I would argue that yes, we do. To execute someone (as opposed to shooting him in a firefight), regardless of the heinous nature of his crimes, is to run directly counter to well-established rules of engagement. In World War II, in the Persian Gulf War, and in countless other examples, when someone surrendered, he was taken prisoner and accorded humane treatment. Of course, we have no evidence that Osama bin Laden actually surrendered (even if he was unarmed, there are other ways his behavior could have been justifiably deemed threatening), but the initial stories as to his “resistance” have been almost entirely discredited now, leading one to wonder exactly what the Obama administration is trying to conceal.

Let’s have the real story, shall we?

P.S. As usual, MacLeod Cartoons gets it just right.

Osama bin Laden’s death: a Pyrrhic victory?

I am very weirded out by all the sudden bursts of patriotism following Osama bin Laden’s death. Even President Obama said something to the effect of, “This goes to show that when Americans set out to do something, we can accomplish anything.” Really? An assassination (and one that took 10 years, no less) is a symbol of our can-do spirit? (There were also impromptu rallies outside the White House, Ground Zero, Times Square, etc.)

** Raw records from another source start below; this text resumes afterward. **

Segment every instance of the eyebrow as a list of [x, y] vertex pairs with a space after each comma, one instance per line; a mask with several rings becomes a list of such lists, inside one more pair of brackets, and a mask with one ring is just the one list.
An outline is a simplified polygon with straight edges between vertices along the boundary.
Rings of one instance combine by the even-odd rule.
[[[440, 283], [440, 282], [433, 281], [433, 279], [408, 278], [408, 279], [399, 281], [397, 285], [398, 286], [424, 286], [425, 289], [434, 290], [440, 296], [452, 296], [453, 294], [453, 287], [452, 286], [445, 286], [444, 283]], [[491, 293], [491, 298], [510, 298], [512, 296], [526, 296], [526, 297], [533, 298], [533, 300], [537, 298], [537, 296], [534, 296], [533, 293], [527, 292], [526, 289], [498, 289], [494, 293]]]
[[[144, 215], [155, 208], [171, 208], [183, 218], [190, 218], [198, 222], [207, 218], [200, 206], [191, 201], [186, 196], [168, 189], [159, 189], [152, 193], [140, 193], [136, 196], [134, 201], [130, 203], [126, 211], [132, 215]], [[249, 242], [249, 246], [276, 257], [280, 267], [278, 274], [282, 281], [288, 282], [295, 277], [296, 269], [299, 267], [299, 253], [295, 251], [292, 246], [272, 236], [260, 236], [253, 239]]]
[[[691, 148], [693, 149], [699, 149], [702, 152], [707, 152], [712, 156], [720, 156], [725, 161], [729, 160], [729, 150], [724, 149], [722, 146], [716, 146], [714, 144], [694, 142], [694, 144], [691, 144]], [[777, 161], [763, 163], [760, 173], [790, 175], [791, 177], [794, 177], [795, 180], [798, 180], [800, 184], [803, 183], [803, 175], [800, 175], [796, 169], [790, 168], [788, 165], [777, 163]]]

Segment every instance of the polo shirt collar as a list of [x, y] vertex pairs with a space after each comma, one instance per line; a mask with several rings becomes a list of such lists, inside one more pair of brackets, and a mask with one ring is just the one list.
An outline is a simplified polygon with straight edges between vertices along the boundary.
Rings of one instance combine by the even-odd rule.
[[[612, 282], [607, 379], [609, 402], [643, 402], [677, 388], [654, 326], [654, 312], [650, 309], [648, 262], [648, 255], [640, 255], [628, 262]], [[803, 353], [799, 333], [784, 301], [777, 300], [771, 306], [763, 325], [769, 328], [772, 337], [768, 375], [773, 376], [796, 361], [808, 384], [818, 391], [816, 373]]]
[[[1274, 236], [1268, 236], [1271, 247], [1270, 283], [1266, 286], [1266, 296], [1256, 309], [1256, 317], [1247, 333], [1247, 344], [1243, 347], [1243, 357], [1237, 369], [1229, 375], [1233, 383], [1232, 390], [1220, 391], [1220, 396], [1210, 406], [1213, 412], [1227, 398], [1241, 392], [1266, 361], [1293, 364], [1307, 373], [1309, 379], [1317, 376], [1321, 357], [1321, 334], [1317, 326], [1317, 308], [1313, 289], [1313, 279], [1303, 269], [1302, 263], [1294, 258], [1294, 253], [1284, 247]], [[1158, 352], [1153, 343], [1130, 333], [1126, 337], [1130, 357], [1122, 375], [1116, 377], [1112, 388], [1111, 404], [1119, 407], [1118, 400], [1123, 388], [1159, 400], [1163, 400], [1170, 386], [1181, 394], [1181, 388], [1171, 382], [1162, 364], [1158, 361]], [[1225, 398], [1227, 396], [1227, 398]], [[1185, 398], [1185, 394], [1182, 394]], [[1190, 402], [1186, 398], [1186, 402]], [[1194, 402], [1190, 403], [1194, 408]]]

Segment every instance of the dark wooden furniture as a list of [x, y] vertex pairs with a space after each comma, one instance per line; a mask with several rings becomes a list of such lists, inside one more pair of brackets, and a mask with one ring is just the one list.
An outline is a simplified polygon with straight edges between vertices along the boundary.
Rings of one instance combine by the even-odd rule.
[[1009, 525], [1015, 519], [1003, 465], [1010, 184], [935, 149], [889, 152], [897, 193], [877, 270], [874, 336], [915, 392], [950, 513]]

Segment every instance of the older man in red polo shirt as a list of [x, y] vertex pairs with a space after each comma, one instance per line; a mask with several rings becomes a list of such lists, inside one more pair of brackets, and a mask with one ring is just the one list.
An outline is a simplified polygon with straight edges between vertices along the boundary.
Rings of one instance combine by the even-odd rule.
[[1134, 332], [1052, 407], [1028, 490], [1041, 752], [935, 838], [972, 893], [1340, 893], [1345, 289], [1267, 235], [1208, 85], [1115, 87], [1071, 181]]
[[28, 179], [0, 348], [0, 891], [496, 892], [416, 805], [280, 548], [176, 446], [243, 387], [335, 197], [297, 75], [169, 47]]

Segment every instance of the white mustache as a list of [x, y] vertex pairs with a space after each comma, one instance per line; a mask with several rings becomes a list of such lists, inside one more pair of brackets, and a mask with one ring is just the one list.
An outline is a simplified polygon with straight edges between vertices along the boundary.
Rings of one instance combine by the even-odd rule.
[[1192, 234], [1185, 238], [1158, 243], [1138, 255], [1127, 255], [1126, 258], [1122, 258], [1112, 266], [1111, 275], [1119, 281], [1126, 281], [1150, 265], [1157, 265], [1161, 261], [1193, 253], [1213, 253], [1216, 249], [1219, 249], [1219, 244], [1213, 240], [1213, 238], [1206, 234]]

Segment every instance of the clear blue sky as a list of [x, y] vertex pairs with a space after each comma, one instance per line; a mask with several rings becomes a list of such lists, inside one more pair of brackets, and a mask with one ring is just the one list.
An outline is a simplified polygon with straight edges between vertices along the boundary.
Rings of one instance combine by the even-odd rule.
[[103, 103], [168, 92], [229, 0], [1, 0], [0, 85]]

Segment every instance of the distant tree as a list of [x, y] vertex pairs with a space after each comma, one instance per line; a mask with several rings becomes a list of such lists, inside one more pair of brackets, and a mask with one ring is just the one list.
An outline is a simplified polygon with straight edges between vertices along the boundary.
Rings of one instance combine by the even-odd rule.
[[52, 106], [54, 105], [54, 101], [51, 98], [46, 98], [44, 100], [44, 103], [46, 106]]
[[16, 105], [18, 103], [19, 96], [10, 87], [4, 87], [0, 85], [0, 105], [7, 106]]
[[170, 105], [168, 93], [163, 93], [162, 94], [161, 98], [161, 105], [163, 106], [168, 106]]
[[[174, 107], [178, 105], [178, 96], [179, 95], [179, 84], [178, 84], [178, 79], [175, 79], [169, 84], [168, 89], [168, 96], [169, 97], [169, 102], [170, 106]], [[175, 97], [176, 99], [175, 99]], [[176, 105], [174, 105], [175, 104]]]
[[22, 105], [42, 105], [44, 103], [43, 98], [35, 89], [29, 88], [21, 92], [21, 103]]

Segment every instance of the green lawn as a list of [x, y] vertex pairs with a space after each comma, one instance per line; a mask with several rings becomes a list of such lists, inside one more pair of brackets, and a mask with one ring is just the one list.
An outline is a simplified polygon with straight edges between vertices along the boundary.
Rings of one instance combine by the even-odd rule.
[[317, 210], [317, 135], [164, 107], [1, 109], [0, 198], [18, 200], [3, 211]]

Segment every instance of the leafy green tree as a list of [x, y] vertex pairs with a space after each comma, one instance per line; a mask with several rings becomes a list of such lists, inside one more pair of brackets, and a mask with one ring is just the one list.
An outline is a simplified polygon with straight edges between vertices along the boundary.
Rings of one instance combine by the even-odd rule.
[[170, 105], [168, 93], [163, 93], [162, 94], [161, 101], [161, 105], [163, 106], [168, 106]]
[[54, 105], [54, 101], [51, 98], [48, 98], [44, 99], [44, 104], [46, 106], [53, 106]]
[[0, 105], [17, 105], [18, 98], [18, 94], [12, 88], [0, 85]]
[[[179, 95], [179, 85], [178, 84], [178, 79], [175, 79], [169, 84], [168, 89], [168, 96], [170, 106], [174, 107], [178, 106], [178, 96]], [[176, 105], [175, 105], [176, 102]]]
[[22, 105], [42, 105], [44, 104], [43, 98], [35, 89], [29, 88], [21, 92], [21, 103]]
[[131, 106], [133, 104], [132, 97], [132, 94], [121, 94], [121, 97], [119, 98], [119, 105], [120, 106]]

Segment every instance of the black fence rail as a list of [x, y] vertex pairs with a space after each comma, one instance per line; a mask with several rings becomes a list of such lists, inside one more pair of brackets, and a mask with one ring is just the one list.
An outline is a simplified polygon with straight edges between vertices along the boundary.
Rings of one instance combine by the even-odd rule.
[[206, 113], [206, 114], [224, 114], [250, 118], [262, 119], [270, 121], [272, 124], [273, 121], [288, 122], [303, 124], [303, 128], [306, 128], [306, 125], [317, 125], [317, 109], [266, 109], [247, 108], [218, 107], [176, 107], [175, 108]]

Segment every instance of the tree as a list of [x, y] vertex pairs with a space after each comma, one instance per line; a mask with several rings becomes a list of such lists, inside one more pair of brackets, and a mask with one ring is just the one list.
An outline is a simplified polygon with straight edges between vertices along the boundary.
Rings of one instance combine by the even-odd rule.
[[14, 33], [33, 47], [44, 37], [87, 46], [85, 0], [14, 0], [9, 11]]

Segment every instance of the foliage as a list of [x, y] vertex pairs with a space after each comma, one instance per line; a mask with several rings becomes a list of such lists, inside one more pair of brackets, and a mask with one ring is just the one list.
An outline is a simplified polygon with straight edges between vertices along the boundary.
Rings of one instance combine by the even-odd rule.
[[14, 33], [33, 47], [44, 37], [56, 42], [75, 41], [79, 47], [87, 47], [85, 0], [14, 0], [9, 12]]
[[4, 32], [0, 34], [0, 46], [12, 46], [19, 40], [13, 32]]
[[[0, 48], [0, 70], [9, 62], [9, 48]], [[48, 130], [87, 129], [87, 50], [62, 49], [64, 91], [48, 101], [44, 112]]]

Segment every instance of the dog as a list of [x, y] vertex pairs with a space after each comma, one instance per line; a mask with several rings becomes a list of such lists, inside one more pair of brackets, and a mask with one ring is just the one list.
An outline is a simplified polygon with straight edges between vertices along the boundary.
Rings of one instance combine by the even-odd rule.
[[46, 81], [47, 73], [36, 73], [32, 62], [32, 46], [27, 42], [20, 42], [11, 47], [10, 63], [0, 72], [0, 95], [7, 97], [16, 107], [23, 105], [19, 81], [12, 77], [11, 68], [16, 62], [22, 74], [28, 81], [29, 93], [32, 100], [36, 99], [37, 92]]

Nothing is more ironic to me than the fact that, in Osama Bin Laden’s assassination, we have achieved the ultimate Pyrrhic victory: we have finally eliminated the physical presence of the principal challenger of American values over the last decade, and yet our collective reaction to this killing demonstrates how clearly and decisively bin Laden won the war on our values. We lost sight of absolutely everything and went crazy for ten years (torture, followed by a national refusal to call it torture, not to mention the bloodlust that led us to attack an unrelated country, Iraq, and even now continues to agitate for military action against Iran, etc. etc.). Then, to cap it all off, it took less than a day following bin Laden’s killing for people to come out of the woodwork and claim torture was the reason we were able to find him.

Somehow, I think Osama bin Laden would be OK with all of this.